A happy private life can only have helped. Towards the end of the following season, in March 1966, he married Cathy and they moved into a semi-detached house in the Simshill district of Glasgow which they had been sanding and painting for months. There was no honeymoon; they wed on a Saturday morning and not only did Ferguson play against Hamilton Academical at East End Park the same afternoon but the next day he went with the team to a hotel to prepare for a Fairs Cup quarter-final at Zaragoza. Dunfermline, despite two goals from Ferguson, went out 4-3 on aggregate.
In the Scottish League they finished fourth, Ferguson’s contribution giving him a tally of forty-five goals in fifty-two matches at home and abroad.
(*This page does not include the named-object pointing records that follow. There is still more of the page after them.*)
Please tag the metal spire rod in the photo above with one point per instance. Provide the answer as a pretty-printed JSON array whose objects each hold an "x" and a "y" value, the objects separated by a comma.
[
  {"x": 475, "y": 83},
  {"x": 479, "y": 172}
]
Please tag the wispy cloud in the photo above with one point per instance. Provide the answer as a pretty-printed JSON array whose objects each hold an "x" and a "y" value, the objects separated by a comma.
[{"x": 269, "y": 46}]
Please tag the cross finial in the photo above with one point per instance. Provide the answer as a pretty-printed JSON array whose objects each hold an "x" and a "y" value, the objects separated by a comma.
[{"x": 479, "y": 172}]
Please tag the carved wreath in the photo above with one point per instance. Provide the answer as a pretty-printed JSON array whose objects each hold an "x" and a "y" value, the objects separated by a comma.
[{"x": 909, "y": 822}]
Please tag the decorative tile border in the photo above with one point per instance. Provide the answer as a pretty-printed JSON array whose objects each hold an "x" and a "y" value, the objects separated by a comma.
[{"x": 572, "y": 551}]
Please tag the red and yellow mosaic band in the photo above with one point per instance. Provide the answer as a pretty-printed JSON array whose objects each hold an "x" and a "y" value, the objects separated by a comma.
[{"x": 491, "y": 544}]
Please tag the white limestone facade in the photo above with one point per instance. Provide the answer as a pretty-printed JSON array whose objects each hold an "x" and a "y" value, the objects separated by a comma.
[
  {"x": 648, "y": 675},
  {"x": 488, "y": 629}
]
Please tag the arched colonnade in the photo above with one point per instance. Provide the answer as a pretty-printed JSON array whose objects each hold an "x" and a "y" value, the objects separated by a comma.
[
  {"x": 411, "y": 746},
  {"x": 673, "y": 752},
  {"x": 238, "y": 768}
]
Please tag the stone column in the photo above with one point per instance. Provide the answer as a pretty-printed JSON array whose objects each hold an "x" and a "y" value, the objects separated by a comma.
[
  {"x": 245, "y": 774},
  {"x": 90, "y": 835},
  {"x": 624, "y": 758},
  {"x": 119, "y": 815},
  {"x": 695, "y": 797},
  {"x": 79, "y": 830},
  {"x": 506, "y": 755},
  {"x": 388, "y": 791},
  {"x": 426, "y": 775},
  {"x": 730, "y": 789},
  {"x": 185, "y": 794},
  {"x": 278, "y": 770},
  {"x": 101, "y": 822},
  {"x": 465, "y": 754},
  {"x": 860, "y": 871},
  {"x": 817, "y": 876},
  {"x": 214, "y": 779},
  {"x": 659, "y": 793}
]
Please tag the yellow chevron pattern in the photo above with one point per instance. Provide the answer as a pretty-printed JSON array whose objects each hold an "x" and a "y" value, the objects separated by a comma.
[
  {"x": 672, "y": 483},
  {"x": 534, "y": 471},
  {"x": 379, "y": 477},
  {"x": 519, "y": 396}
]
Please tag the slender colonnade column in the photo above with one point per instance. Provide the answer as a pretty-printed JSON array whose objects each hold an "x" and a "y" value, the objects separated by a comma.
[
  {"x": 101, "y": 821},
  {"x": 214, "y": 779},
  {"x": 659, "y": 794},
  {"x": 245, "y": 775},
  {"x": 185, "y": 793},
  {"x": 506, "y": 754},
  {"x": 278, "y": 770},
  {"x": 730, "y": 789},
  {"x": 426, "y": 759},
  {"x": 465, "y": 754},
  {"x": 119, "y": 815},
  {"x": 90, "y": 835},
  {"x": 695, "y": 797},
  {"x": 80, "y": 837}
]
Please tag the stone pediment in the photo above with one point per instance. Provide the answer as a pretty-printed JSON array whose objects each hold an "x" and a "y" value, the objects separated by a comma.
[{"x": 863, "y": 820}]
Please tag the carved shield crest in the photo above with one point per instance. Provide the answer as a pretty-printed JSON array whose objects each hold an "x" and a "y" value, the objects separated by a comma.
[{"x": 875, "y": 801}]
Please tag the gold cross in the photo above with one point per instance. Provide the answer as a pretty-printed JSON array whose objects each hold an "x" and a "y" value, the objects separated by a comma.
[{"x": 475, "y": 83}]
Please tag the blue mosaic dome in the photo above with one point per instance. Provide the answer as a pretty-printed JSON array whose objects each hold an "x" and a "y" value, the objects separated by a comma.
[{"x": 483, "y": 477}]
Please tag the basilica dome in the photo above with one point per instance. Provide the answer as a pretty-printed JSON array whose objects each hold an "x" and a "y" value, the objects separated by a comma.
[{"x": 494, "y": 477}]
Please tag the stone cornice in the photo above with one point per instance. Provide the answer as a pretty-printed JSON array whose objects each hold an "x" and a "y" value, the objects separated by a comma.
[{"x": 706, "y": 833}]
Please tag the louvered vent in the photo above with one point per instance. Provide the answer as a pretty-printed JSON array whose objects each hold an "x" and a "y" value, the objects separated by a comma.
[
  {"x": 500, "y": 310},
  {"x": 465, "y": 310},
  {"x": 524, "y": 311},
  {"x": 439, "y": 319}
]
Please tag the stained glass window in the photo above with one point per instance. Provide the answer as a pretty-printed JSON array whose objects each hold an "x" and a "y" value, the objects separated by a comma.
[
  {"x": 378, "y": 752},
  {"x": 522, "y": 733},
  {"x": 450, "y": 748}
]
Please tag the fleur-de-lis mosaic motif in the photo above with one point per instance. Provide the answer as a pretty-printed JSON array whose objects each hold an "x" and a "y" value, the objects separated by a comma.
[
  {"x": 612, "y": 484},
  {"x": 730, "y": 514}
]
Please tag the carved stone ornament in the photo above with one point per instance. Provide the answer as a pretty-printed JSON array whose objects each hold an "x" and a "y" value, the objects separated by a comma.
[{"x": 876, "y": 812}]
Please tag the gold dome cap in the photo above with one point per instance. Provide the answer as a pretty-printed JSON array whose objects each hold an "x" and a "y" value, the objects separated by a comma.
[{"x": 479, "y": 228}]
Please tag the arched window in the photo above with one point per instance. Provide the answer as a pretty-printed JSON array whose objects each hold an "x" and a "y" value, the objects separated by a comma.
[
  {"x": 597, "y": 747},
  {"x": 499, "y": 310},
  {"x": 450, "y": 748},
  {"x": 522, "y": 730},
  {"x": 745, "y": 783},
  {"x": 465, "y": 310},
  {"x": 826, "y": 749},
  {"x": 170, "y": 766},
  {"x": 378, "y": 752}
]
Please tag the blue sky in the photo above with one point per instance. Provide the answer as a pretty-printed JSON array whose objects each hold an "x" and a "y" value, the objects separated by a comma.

He rejected Dunfermline’s pay offer for the next season amid reports that Rangers, the club of his heart, and Newcastle United, who had a traditional fondness for signing Scots, were interested and headed for the Scottish FA’s coaching centre near Largs on the Ayrshire coast to complete his qualifications for a career beyond playing.
Learning to Coach
A
t Largs, Ferguson shared a room with Jim McLean, who, in years to come, as Dundee United manager when Ferguson was at Aberdeen, was to help him to break the Rangers/Celtic duopoly.
They were taught by Bobby Seith, a member of the Dundee team whose finest hour and a half had brought about Ferguson’s relegation with St Johnstone four years earlier; Seith was to be on the staff at Rangers when Ferguson secured a move there in the summer of 1967, and to be fondly remembered by Ferguson. ‘Both Alex and Jim were good pupils,’ said Seith. ‘Even then, you had the impression that they would go far. They were always so keen to think about things, to learn and to ask.
‘They first came the previous year to do the prelim, which involved very basic things like how to set up a session. But when they came back to do the full badge it was much more complicated and related to the game itself. We’d do something then put it into a game and see the effect.
‘We’d work on systems of play like 4-3-3, which was coming in at that time [that very summer in England, Sir Alf Ramsey was using a version of it to such effect that his so-called Wingless Wonders won the World Cup]. And other systems including
catenaccio
, with which the Italians had had a lot of success.
‘Not that you should ever fall into the trap of fitting players into a preconceived system. A good example of it occurred at Dundee. After we won the championship, we started the next season badly and it was worrying because in the European Cup we were due to play Cologne, who’d been built up as favourites to win the competition. So two days before the match Bob Shankly devised a system to stop the Germans scoring.
‘He withdrew me to play almost alongside Ian Ure and brought back Andy Penman, who played in front of me, into midfield. Now Andy, who was a natural and hated anything tactical, was like a fish out of water. After twenty minutes the reserves were beating us 3-0 and Shankly called a halt. “Och,” he said, “I’m washing my hands of you – just get on with it.” And we beat Cologne 8-1. Those were the sort of practical examples we gave the students and I like to think they gleaned something.